BACA JUGA: Proyek SustainPalm, Usulan Belanda Dorong Praktik Sawit Berkelanjutan di Indonesia
Satuan Tugas Tata Kelola Sawit telah mewajibkan pelaku usaha korporasi perkebunan sawit dalam kawasan hutan untuk mendaftarkan diri melalui Sistem Informasi Perizinan Perkebunan (Siperibun) milik Direktorat Jenderal Perkebunan Kementerian Pertanian. Pelaku usaha yang tidak mematuhi ketentuan izin berisiko menerima sanksi administratif atau bahkan sanksi pidana kehutanan.

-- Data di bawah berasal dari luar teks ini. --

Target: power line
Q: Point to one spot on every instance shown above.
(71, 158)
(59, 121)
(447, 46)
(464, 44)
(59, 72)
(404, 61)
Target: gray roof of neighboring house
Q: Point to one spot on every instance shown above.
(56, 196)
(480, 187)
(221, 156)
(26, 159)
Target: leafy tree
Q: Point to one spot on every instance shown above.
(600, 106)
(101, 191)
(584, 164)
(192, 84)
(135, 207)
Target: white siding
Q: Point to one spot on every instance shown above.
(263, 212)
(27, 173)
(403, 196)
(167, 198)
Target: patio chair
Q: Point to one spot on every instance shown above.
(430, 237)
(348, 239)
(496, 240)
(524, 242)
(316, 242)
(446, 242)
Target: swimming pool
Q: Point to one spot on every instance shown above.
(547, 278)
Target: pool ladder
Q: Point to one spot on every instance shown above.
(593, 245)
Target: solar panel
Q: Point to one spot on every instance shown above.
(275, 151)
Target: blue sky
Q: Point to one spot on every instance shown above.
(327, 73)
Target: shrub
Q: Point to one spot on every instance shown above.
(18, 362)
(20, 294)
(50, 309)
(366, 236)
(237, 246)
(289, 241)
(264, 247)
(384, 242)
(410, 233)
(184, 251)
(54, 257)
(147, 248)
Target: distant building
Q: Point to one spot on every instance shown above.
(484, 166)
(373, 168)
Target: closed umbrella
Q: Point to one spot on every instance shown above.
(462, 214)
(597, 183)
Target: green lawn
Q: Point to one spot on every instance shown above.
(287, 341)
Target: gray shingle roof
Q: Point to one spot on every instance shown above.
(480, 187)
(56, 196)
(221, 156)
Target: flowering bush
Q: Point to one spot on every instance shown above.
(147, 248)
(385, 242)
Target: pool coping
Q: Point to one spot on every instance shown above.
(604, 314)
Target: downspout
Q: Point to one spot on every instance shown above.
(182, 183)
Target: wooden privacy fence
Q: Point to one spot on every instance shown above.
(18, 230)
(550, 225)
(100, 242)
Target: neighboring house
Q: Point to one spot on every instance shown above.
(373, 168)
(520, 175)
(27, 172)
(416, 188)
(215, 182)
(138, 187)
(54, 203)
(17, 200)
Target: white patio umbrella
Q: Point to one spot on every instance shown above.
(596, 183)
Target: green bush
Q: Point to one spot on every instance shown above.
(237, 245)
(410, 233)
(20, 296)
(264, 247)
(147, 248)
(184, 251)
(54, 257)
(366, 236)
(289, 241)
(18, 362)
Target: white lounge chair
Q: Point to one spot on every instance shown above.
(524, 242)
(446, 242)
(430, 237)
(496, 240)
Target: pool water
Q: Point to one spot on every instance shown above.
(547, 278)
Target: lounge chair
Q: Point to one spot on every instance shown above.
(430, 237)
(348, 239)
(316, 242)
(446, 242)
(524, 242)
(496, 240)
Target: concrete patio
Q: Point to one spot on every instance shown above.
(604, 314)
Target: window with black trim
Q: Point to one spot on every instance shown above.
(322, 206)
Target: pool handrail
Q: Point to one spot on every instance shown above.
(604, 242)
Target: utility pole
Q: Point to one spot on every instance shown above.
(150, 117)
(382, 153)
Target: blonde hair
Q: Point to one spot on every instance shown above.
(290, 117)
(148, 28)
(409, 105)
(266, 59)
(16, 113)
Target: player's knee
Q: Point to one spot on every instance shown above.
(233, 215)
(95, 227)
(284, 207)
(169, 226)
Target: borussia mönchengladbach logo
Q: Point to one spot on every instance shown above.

Bambang Hendroyono menekankan bahwa prosedur yang diikuti dalam Undang-Undang Kehutanan akan memberikan legalitas pada perkebunan sawit, sehingga tidak lagi berada dalam kawasan hutan. “Prosedur yang harus diikuti dalam Undang-Undang Kehutanan memberikan legalitas nanti (perkebunan sawit) tidak lagi di kawasan hutan,” pungkas Bambang. (T2)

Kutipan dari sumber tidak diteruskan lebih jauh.